The bots are really mad about Obama and Katrina, folks

Jeremy Littau
6 min readAug 31, 2017

Pulled together and made more narrative-like from a tweetstorm ….

People of earth, we need to talk about this Obama/Katrina nonsense. And it is nonsense, but not for the reasons you might naturally think it is.

First, let’s talk about the reporting. Scanning Twitter and pulling up a random selection of tweets from a pretty thin pool to somehow convey that the Internet is going crazy about Obama mishandling Katrina? Pretty lazy.

I get it. What idiots! Let’s pile on! And of course it is clickbait gold for publications desperate for revenue and focused on short-term thinking at the expense of long-term credibility.

But there’s a contextual problem here. The latest Pew research says Twitter has 330 million or so active users. Only 24% of online Americans use Twitter, which is about 21% of all Americans. Do the math, that’s about 60 million Americans give or take a few million.

Let’s say you, the intrepid reporter, find 100 tweets from real people (I’ll get to that in a sec). How can you credibly report that if you don’t contextualize it? I don’t care, make it 1000. Hell, make it 10,000. Same problem when something like 60 million Americans have a Twitter account. If the audience has no frame of reference, how can it judge how bad this problem is?

Of course, the frame of reference is missing for a reason. The point isn’t to expose, it’s to mock. So, mission accomplished. Bathe in the delight of your clickbait mockpiece that picked some random people and put them in the Twitter stocks for a few days.

But you are just one reporter. Your mockpiece went viral, high five! Now everyone is picking it up and we’re faced with this nonsense where Snopes has to commission some poor soul with writing a debunk piece.

(Humblebrag disclosure: My first assignment as a pro reporter was to cover a junior high basketball game. I got off better than the Snopes writer)

Bad enough as it is, but then there’s the bot problem (hi POTUS Putin!). Do a casual search of Twitter for Obama + Katrina prior to this news going viral. A lot of the accounts tweeting, even those cited by media, have markers of bots. Egg avatars, barebones profiles, long number strings in handles, weird letter combos in handles, lots of followers with a high following/follower ratio, etc.

Then look at the tweets themselves. They’re all the same information, structurally different, but the same stuff. These bots are sophisticated in their language structure. That’s one of the reasons they’ve fooled so many. It’s easy to spot a fake if 1000 bots are tweeting the exact same thing, but this is much more thought-out programming. If you look at the highlight details in most of the early tweets (Obama, golfing, Katrina, Trump helped) the details are all the same.

This guide has good tips for spotting fakes. Once you get good at it, it’s like seeing the Matrix on screen.

Anyhow, what we ended up with was what my brilliant colleague Bob Britten called a “cocktail” of bots, random idiots, and pranksters. And yes, there are actual idiots who thought to do this on their own. Every society has them. Let’s not lose sight of that. In a given population, social science tells us there are fools who believe dumb things. The fluoridated water, the staged moon landing, chemtrails, Roswell …. wait, Roswell happened. Anyhow, 1000 real people believing this isn’t really news, but whatever.
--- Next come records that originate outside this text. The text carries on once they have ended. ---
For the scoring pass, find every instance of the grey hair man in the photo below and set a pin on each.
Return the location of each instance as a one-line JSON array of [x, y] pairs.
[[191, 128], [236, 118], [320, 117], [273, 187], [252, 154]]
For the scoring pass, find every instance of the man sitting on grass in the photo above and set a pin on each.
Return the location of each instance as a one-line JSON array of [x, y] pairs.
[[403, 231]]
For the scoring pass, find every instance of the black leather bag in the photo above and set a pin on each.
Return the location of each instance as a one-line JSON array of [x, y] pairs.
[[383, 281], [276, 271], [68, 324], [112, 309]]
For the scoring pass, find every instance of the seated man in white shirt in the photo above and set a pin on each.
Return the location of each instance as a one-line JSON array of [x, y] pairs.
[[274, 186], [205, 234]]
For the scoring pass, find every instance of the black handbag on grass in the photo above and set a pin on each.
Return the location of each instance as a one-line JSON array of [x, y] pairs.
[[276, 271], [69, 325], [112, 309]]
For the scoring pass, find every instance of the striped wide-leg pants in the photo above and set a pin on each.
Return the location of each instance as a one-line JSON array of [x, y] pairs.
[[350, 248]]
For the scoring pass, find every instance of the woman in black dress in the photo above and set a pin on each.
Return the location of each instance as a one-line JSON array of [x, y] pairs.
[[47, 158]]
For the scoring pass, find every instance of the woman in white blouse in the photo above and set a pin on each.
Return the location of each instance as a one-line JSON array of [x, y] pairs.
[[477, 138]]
But while some were tweeting this from their confused brains, others might have just been parroting what they saw on pro-Trump hashtags. They’re downhill from idiot+bot activity, and it might as well be Fox News or Infowars to them. Let’s call them the second wave, the people who see the conversation and jump in without verifying a thing. Then there’s the third wave, all those bots circling back and either retweeting or copy/pasting tweets from the random idiots and pranksters. It’s like a circle of life except life is terrible.

But here’s my point: we’re being played, folks, and not just on Katrina. Read about the #FireMcMaster firestorm a couple weeks ago. This is discourse espionage, a long game by foreign agents to disrupt our conversation and news flow, and they’re being aided by people here at home who don’t understand how much of our discourse on social networks is being hijacked by bots right now. One estimate says 20% of Presidental-election-related tweets came from bots. That’s, uh, a lot.
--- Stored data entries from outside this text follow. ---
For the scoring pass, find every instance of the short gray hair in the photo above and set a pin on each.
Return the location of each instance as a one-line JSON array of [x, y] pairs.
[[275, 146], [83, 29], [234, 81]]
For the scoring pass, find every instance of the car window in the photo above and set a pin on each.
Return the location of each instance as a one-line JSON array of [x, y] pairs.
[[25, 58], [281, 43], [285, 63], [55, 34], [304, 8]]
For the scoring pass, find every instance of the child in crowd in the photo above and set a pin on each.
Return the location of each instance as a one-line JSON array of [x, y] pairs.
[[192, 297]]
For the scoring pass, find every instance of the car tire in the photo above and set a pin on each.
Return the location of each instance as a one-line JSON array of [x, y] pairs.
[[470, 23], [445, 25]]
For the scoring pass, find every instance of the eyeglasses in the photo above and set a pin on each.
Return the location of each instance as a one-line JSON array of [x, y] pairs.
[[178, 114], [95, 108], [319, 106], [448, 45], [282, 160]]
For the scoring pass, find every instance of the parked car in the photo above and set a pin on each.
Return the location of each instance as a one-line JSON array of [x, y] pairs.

What’s the goal? Who knows? Maybe if they can convince Americans to believe without context that there are many, many idiots in the population, it’ll be hard to get us to coalesce around an effort to stop real threats. Maybe they’re 4Channers at heart doing it for the lulz. Maybe they just don’t like us.
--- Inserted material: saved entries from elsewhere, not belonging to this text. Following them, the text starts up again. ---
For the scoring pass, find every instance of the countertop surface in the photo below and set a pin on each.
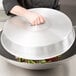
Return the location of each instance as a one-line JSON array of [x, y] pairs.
[[66, 69]]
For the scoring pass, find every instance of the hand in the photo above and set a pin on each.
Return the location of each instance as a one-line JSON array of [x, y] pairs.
[[34, 18]]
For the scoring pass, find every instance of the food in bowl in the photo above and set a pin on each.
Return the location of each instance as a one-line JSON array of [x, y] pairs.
[[38, 61]]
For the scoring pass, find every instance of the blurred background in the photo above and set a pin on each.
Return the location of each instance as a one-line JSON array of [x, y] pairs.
[[67, 6]]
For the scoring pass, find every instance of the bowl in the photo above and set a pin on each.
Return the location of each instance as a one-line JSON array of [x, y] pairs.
[[12, 59], [38, 42]]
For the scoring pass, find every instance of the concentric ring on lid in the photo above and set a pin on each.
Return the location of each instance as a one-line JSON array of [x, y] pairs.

The sinister thing I see is that our discourse is being hacked. Democratic participation depends on us being able to talk to and argue with each other. But what kind of playing field do we have if we can be so easily tricked into thinking Americans so easily believe lies like the Obama/Katrina thing? Most of us don’t know anything but what we can perceive, and without knowledge of Twitter bot actvity or contextual numbers of tweets vs. population, it becomes very easy from a psychological standpoint to think you’re the lone sane person left on planet Earth.

But whatever the case, we need to be aware of how we are enabling this. Not just the retweeters and repurposers sitting in their living room yelling at Twitter, but also journalists who don’t understand the context here and aren’t smart about bot activity. Because it’s the news industry that is often unwittingly pouring accelerant on the fire.

I said before lack of context is a problem in terms of demographics (knowing how a few posts compares to total active users in a population), but journalists have to toughen their skepticism on bot trolls too. It should be required training in newsrooms that report on conversation.

Bots are here to stay until Twitter decides to do something about them.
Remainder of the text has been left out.